Ensinamentos Básicos

Apesar de sua ênfase na investigação livre, o budismo pode ser melhor entendido como uma disciplina e uma disciplina exata. E embora os ensinamentos budistas não devam ser aceitos com fé cega, entender o que o Buda ensinou é uma parte importante dessa disciplina.

O fundamento do budismo são as Quatro Nobres Verdades :
  1. A verdade do sofrimento (“dukkha”)
  2. A verdade da causa do sofrimento (“samudaya”)
  3. A verdade do fim do sofrimento (“nirhodha”)
  4. A verdade do caminho que nos liberta do sofrimento (“magga”)

Por si mesmas, as verdades não parecem muito. Mas por baixo das verdades existem inúmeras camadas de ensinamentos sobre a natureza da existência, o eu, a vida e a morte, sem mencionar o sofrimento. O ponto não é apenas “acreditar” nos ensinamentos, mas explorá-los, entendê-los e testá-los contra sua própria experiência. É o processo de explorar, entender, testar e perceber que define o budismo.

Diversas escolas de budismo

Cerca de 2.000 anos atrás, o budismo se dividiu em duas escolas principais: Theravada e Mahayana. Durante séculos, o Theravada tem sido a forma dominante de budismo no Sri Lanka , Tailândia, Camboja, Birmânia (Mianmar) e Laos. O Mahayana é dominante na China, Japão, Taiwan, Tibete, Nepal, Mongólia, Coréia e Vietnã . Nos últimos anos, o Mahayana também ganhou muitos seguidores na Índia. O Mahayana é dividido em várias sub-escolas, como Terra Pura e  Budismo Theravada.

O budismo vajrayana , que é principalmente associado ao budismo tibetano, às vezes é descrito como uma terceira escola principal. No entanto, todas as escolas de Vajrayana também fazem parte do Mahayana. 
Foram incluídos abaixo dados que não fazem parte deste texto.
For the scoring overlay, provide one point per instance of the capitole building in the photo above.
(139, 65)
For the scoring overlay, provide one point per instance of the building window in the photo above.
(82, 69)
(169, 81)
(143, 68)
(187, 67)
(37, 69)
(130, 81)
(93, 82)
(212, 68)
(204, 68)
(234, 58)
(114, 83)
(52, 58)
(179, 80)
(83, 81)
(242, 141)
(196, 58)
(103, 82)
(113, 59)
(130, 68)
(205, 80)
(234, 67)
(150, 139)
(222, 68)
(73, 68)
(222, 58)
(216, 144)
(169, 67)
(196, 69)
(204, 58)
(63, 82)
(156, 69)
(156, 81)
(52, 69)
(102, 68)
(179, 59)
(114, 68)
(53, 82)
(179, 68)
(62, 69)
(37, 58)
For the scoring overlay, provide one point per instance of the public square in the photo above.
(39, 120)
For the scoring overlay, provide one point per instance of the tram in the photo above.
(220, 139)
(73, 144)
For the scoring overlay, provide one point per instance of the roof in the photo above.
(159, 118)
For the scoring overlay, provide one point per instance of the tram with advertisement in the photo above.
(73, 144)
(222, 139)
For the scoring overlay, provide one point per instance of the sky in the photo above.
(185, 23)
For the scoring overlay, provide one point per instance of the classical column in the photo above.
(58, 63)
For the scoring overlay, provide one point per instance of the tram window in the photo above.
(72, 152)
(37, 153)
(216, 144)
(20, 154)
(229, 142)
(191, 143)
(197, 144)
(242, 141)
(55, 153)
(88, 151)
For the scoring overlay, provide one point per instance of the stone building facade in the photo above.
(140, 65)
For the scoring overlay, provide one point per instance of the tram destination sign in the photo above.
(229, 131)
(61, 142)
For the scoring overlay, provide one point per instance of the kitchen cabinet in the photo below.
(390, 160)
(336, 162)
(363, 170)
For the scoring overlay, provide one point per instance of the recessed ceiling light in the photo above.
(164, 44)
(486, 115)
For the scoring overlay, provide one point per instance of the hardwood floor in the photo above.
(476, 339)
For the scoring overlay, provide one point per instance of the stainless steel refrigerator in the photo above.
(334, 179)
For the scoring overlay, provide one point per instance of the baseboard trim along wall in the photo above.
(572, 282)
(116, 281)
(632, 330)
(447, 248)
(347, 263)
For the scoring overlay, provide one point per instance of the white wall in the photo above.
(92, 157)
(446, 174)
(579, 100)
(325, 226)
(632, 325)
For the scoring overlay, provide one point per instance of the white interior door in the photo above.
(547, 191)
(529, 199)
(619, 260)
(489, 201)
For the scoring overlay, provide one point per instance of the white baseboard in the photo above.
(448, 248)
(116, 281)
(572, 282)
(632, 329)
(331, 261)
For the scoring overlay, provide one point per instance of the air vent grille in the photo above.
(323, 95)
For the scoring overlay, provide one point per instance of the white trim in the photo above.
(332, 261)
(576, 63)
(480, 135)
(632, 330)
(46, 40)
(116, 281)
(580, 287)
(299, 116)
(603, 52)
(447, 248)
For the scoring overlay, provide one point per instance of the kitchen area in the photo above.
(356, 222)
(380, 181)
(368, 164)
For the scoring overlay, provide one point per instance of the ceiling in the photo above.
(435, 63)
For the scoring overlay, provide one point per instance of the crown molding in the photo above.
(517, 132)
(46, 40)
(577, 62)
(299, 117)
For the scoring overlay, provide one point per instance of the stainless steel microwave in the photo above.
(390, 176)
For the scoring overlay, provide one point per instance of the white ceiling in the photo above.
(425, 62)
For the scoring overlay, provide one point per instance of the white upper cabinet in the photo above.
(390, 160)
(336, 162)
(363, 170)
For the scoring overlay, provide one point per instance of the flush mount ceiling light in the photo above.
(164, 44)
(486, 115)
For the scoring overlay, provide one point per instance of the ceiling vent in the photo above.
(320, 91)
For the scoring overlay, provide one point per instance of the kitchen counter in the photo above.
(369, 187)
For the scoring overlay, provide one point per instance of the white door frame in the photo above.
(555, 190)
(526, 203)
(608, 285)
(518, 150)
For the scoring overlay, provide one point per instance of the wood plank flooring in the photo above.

As duas escolas diferem principalmente no entendimento de uma doutrina chamada “anatman” ou “anatta”. De acordo com essa doutrina, não existe um “eu” no sentido de um ser permanente, integral e autônomo dentro de uma existência individual. Anatman é um ensino difícil de entender, mas é essencial entender o budismo.

Basicamente, Theravada considera anatman como significando que o ego ou a personalidade de um indivíduo é uma ilusão. Uma vez livre dessa ilusão, o indivíduo pode desfrutar da bem-aventurança do Nirvana . Mahayana empurra Anatman ainda mais. No Mahayana, todos os fenômenos são nulos de identidade intrínseca e só toma identidade em relação a outros fenômenos. Não há realidade nem irrealidade, apenas relatividade. O ensinamento mahayana é chamado de “shunyata” ou “vazio”. 
Sabedoria, Compaixão, Ética

Dizem que sabedoria e compaixão são os dois olhos do budismo. A sabedoria, particularmente no budismo mahayana , refere-se à realização de anatman ou shunyata. Existem duas palavras traduzidas como “compaixão”: ” metta e” karuna. “Metta é uma benevolência para todos os seres, sem discriminação, que é livre de apego egoísta. Karuna refere-se à simpatia ativa e carinho gentil, uma disposição para suportar a dor de outros, e possivelmente de piedade. Os que aperfeiçoaram essas virtudes responderão a todas as circunstâncias corretamente, de acordo com a doutrina budista.

Equívocos sobre o budismo

Há duas coisas que a maioria das pessoas pensa que sabem sobre o budismo – que os budistas acreditam em reencarnação e que todos os budistas são vegetarianos. Essas duas afirmações não são verdadeiras, no entanto. Os ensinamentos budistas  sobre o renascimento são consideravelmente diferentes do que a maioria das pessoas chama de “reencarnação”. E embora o vegetarianismo seja incentivado, em muitas seitas é considerado uma escolha pessoal, não um requisito.